M has a very modern feel, as parents are afraid for their children, with a child-murderer loose in Los Angeles whom the cops can't find, concerned as they are with using rubber hoses on suspects.  Many citizens are acting as vigilantes, beating up any adult they see with a kid, the adult usually turning out to be a parent.  In a nice piece of irony the child-murderer is caught by a syndicate of criminals, their gambling and vice rings being hampered by police harassment.  The murderer is finally identified by a blind man, who sells a balloon to the same man playing a penny whistle who had bought a balloon for a girl who was murdered. The murderer is chased into the Bradbury Building (used effectively in a number of other films of the period, including D.O.A.in 1950) and put on "trial" by the criminals and relatives of the victims.  The murderer begs to be punished for what he could not help doing but is left lying on the floor for the cops to pick up, receiving more sympathy from the criminals than from law enforcement that doesn't care about his illness.
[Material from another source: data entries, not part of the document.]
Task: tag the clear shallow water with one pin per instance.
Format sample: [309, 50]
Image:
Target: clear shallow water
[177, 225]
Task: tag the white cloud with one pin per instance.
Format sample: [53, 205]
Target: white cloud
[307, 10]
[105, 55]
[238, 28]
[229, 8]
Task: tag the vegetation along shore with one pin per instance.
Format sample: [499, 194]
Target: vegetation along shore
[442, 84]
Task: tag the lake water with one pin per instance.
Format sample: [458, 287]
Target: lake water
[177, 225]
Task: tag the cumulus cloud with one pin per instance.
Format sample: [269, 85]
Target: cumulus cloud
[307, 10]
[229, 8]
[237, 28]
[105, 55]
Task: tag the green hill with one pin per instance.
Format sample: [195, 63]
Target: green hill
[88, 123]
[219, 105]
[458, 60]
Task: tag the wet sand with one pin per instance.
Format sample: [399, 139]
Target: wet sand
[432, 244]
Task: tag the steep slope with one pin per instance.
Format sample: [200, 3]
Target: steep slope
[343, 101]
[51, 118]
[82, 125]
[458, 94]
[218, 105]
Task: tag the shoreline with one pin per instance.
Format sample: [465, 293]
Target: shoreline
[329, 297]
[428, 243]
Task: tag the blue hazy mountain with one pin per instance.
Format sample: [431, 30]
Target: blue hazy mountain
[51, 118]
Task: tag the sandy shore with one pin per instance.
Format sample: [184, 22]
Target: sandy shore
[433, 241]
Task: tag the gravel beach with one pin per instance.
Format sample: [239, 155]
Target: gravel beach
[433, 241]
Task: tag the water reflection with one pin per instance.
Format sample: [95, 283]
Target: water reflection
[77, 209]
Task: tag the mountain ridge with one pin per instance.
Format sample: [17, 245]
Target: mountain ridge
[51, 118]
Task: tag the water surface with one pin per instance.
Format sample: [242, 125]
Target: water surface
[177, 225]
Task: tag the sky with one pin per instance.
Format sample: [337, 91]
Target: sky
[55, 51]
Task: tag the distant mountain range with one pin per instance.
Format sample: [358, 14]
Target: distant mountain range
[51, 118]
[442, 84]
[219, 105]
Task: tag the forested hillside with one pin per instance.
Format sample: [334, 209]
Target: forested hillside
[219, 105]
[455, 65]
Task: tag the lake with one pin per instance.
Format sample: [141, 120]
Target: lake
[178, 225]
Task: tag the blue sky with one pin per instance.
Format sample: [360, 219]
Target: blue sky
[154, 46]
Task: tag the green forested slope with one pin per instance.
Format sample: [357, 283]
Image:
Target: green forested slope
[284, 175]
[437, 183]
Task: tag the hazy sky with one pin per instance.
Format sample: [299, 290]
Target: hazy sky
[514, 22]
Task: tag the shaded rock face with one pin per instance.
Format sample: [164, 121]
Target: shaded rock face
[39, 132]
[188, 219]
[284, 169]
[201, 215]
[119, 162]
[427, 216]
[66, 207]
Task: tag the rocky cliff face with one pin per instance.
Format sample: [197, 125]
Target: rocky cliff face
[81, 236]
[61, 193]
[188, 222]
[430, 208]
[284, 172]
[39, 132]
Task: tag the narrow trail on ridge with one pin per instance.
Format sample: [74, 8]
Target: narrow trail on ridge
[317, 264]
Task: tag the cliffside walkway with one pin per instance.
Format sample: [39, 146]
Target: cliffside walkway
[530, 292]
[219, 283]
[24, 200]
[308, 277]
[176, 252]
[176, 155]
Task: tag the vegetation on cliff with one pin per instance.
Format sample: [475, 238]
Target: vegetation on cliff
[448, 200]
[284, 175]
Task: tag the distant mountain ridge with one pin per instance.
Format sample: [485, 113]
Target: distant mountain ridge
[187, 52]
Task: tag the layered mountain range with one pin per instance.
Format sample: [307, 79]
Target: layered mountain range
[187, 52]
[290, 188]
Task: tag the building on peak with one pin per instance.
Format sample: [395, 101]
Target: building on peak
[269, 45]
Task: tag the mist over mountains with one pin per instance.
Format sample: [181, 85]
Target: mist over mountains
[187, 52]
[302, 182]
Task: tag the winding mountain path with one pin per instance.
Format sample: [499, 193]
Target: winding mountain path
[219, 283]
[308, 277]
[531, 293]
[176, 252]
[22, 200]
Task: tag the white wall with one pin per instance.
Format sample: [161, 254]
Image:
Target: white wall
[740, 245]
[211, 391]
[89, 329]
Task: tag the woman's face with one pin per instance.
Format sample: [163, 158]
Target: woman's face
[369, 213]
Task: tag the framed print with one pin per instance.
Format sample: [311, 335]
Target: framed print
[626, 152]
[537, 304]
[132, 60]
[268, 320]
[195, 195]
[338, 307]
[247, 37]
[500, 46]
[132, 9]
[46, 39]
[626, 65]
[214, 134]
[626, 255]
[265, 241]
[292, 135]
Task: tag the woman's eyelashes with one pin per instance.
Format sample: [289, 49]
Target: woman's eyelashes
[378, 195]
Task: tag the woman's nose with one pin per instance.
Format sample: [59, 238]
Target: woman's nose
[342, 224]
Losey uses the Bunker Hill neighborhood of Los Angeles for locations, a neighborhood of both families and loners, who live in old and decaying Victorian homes (director Robert Aldrich was an assistant on Losey's film and used the same location effectively in Kiss Me Deadly, 1955).  The kids and minorities don't have a lot to do but jump to follow and help identify the murderer.  It is as true now as it was then that the mentally disturbed do not get the help they need and this lack of help leads to tragedies, as Losey shows a table set for dinner while a mother searches the neighborhood for her missing child.